“People don’t resist change. They resist being changed!”
Peter M. Senge
There are many training and people development organisations working in the area of resilience. Mostly, they are concerned with supporting people to build their resilience focusing on health and wellbeing, stress management and helping people to integrate their work as a fundamental part of their lives (sloppily referred to as “work-life balance”).
The primary concern is to encourage people to develop coping mechanisms when their resilience is low. The talk is all about “bouncing back”.
What about people who have too much resilience?
This is regularly overlooked in resilience programmes and often completely ignored, yet people with too much resilience can be more challenging to work with as those with low levels of resilience. Too much resilience can be seen at the Board level and within senior management teams. For this reason, resilience programmes should be looking at developing resilience.
Nobody would suggest that Donald Trump needs to build his resilience, but it certainly needs developing!
Donald Trump does not “bounce”, he steamrollers his views and opinions without due consideration for others. He does not appear to listen. If anyone disagrees with him, he fires them as if he is still at the helm of the TV show “The Apprentice”.
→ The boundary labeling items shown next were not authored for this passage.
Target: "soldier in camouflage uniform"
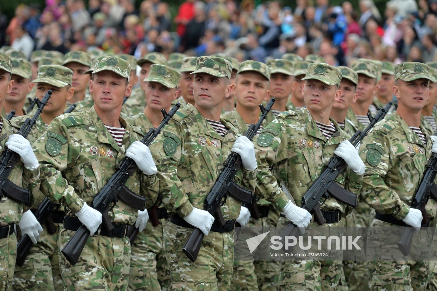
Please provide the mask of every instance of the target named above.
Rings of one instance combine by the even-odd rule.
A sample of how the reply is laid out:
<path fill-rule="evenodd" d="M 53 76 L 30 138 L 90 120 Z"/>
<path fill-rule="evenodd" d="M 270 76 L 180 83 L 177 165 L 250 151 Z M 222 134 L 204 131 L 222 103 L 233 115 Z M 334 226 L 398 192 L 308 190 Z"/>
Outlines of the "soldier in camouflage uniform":
<path fill-rule="evenodd" d="M 303 78 L 305 83 L 302 94 L 306 107 L 281 113 L 261 131 L 256 145 L 259 158 L 257 194 L 281 193 L 284 195 L 279 186 L 283 184 L 300 205 L 303 194 L 334 154 L 342 158 L 349 168 L 347 173 L 338 176 L 336 182 L 353 193 L 359 193 L 364 165 L 357 149 L 346 140 L 346 132 L 329 117 L 333 104 L 340 97 L 338 88 L 341 77 L 341 72 L 336 68 L 323 63 L 310 64 Z M 321 128 L 326 127 L 331 129 L 333 127 L 335 132 L 330 136 L 323 132 Z M 341 216 L 346 208 L 345 204 L 329 197 L 320 206 L 327 220 L 323 226 L 341 226 Z M 288 220 L 285 219 L 283 214 L 287 216 L 283 211 L 278 226 L 288 224 Z M 310 225 L 315 224 L 313 222 Z M 336 289 L 341 284 L 341 251 L 337 256 L 333 260 L 281 262 L 279 289 Z"/>
<path fill-rule="evenodd" d="M 3 111 L 8 113 L 15 111 L 15 115 L 26 114 L 24 108 L 26 96 L 32 91 L 32 72 L 30 62 L 22 59 L 12 59 L 12 90 L 6 95 L 3 104 Z"/>
<path fill-rule="evenodd" d="M 33 80 L 36 83 L 36 97 L 42 100 L 49 90 L 52 90 L 52 94 L 28 135 L 27 139 L 31 143 L 42 135 L 47 125 L 53 118 L 64 113 L 67 100 L 73 97 L 74 91 L 71 87 L 73 73 L 68 68 L 45 65 L 40 67 L 38 73 L 37 78 Z M 14 118 L 14 126 L 17 130 L 26 118 L 32 118 L 33 115 Z M 40 196 L 44 196 L 42 193 Z M 36 210 L 42 201 L 35 202 L 32 211 Z M 58 256 L 58 236 L 65 216 L 63 210 L 63 206 L 60 205 L 52 215 L 55 232 L 49 233 L 45 225 L 42 225 L 43 231 L 40 234 L 40 240 L 31 247 L 23 265 L 16 267 L 12 286 L 14 290 L 59 290 L 63 288 Z"/>
<path fill-rule="evenodd" d="M 141 211 L 119 200 L 109 211 L 114 229 L 108 231 L 99 229 L 101 214 L 88 206 L 125 156 L 138 166 L 125 186 L 146 196 L 146 207 L 156 199 L 156 195 L 146 193 L 146 188 L 157 180 L 149 149 L 135 141 L 142 133 L 119 117 L 123 98 L 131 93 L 130 73 L 129 63 L 123 59 L 105 56 L 97 59 L 90 85 L 94 106 L 89 111 L 55 118 L 34 144 L 42 164 L 41 191 L 53 202 L 62 203 L 66 212 L 58 250 L 82 224 L 91 234 L 74 266 L 59 253 L 62 280 L 69 290 L 125 290 L 127 287 L 131 246 L 126 233 L 136 221 L 139 226 L 138 223 L 144 218 Z M 115 131 L 121 135 L 114 135 Z"/>
<path fill-rule="evenodd" d="M 3 107 L 6 94 L 10 93 L 14 84 L 11 80 L 12 59 L 0 52 L 0 107 Z M 0 149 L 7 147 L 21 157 L 8 177 L 13 184 L 31 190 L 29 205 L 14 200 L 15 193 L 3 194 L 0 198 L 0 290 L 10 290 L 17 255 L 17 237 L 14 230 L 19 225 L 22 233 L 28 234 L 33 241 L 39 239 L 41 229 L 35 216 L 27 211 L 38 199 L 39 165 L 31 150 L 30 143 L 20 135 L 14 134 L 11 121 L 0 116 Z M 24 211 L 26 212 L 24 212 Z M 35 223 L 36 222 L 36 223 Z"/>
<path fill-rule="evenodd" d="M 150 72 L 145 79 L 146 98 L 148 104 L 139 114 L 126 119 L 128 123 L 136 126 L 143 132 L 158 127 L 163 118 L 161 110 L 168 112 L 171 102 L 177 97 L 177 85 L 180 74 L 170 67 L 152 65 Z M 160 204 L 160 201 L 157 202 Z M 129 290 L 166 290 L 168 287 L 170 271 L 164 252 L 163 233 L 169 215 L 163 206 L 154 205 L 159 220 L 156 225 L 149 220 L 144 231 L 138 233 L 132 244 L 131 269 L 129 277 Z"/>
<path fill-rule="evenodd" d="M 426 103 L 431 79 L 426 65 L 405 62 L 395 66 L 395 80 L 393 92 L 398 100 L 397 110 L 377 123 L 360 147 L 366 165 L 361 197 L 376 211 L 372 227 L 408 225 L 418 229 L 422 213 L 409 204 L 434 148 L 433 141 L 426 135 L 420 124 L 420 111 Z M 435 216 L 435 206 L 430 199 L 426 213 L 431 220 Z M 370 230 L 368 247 L 379 248 L 381 253 L 390 253 L 392 248 L 397 249 L 375 241 L 372 236 Z M 413 245 L 426 236 L 425 232 L 417 233 Z M 432 270 L 429 269 L 432 264 L 405 260 L 368 261 L 372 290 L 424 289 L 430 278 Z"/>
By driving through what he wants and adapting to quickly to changing situations, he appears not to care about others’ feelings. By pushing his own agenda too quickly he can appear to be too emotionally controlled and show this in inappropriate ways by mocking the emotional expression in other people. He demonstrates too much resilience – especially in relation to the emotions of others. By not comprehending the anxieties of others and by not understanding their inability to respond in the same way shows a lack of empathy, a degree of selfishness and a perceived lack of caring.
Leaders have a duty to regard and treat others as fellow human beings with perceptions different from theirs, to understand these differences and to ensure that they are emotionally engaged and supported. Having this attitude allows other people to adjust within their own time and in their own way. Without this approach, the actions of those with too much resilience don’t help those who find it difficult to adapt or who get stuck. In certain circumstances, they may come across as self-centred.
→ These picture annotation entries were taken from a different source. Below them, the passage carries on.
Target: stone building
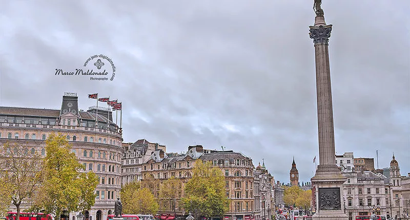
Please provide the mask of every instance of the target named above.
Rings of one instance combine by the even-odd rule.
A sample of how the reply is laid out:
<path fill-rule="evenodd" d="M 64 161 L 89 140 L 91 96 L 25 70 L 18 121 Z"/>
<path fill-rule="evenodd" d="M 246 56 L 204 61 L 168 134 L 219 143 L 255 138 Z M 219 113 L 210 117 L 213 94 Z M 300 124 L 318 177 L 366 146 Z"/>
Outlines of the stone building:
<path fill-rule="evenodd" d="M 373 172 L 375 171 L 375 159 L 374 158 L 355 158 L 353 160 L 355 170 L 368 170 Z"/>
<path fill-rule="evenodd" d="M 346 152 L 343 155 L 336 155 L 336 165 L 340 167 L 342 172 L 354 171 L 353 152 Z"/>
<path fill-rule="evenodd" d="M 292 163 L 292 169 L 289 172 L 289 177 L 291 180 L 291 186 L 299 185 L 299 171 L 296 169 L 296 163 L 295 163 L 295 157 L 293 157 L 293 162 Z"/>
<path fill-rule="evenodd" d="M 157 149 L 166 151 L 166 146 L 157 143 L 150 143 L 145 139 L 134 143 L 123 144 L 124 153 L 122 157 L 122 184 L 126 184 L 134 180 L 142 180 L 142 164 L 150 159 L 151 154 Z"/>
<path fill-rule="evenodd" d="M 223 216 L 224 220 L 232 220 L 234 216 L 237 220 L 250 219 L 255 206 L 252 159 L 232 150 L 204 150 L 198 145 L 189 146 L 187 153 L 183 154 L 170 155 L 162 149 L 157 149 L 142 164 L 142 184 L 152 180 L 158 181 L 152 188 L 156 196 L 159 195 L 161 182 L 172 177 L 180 180 L 181 184 L 178 187 L 180 189 L 177 198 L 161 199 L 160 207 L 162 209 L 159 211 L 160 214 L 178 216 L 185 211 L 180 206 L 180 199 L 184 194 L 184 184 L 192 176 L 192 168 L 198 159 L 210 161 L 213 166 L 220 168 L 225 175 L 226 195 L 232 200 L 232 203 L 229 211 Z"/>
<path fill-rule="evenodd" d="M 95 204 L 84 212 L 85 218 L 103 220 L 113 212 L 121 185 L 122 138 L 121 128 L 112 120 L 109 108 L 79 109 L 76 93 L 65 93 L 59 109 L 0 107 L 0 144 L 7 141 L 25 144 L 45 156 L 46 140 L 50 134 L 66 136 L 72 152 L 84 165 L 83 171 L 92 171 L 99 179 Z M 30 205 L 24 204 L 22 209 Z M 76 220 L 77 214 L 69 213 L 70 219 Z"/>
How to develop the resilience of those people with too much?
This is extremely challenging. The usual type of resilience programme will fall short.
How would you go about working with Donald Trump to develop his resilience?
A meta-study of 19 resilience measures reported as reliable and valid concluded that there is no gold standard measure of resilience (Windle G., Bennett K. and J. Noyes (2011). Health and Quality of Life Outcomes, 9:8). Assessments of personal resilience are unlikely to be helpful with a person with too much resilience anyhow – they will react with impatience and aggression responding with comments such as “I know that already” and “So what?”.
Some people with too much resilience will prove impossible to change. Fortunately, most senior executives recognise when they have issues and have the strength of character to want to make the necessary changes.
Coaching using Clean Language questions is a useful technique. It is the practice of exploring metaphors, listening and observing with full attention on the words being used (and non-verbal signals) without giving advice, sharing opinions or adding in any assumptions around the metaphors used.
Everyone’s way of experiencing the world is different yet all communication directs attention in some way. Clean questions have been perfected over the years to reduce the direction, assumptions, and inferences that they contain. This minimizes the amount of contamination from the coach asking the questions to free up the resources of the person being questioned so that they can think effectively for themselves. This is important so that the person can do their very best thinking, can explore their inner world and take responsibility for their own choices.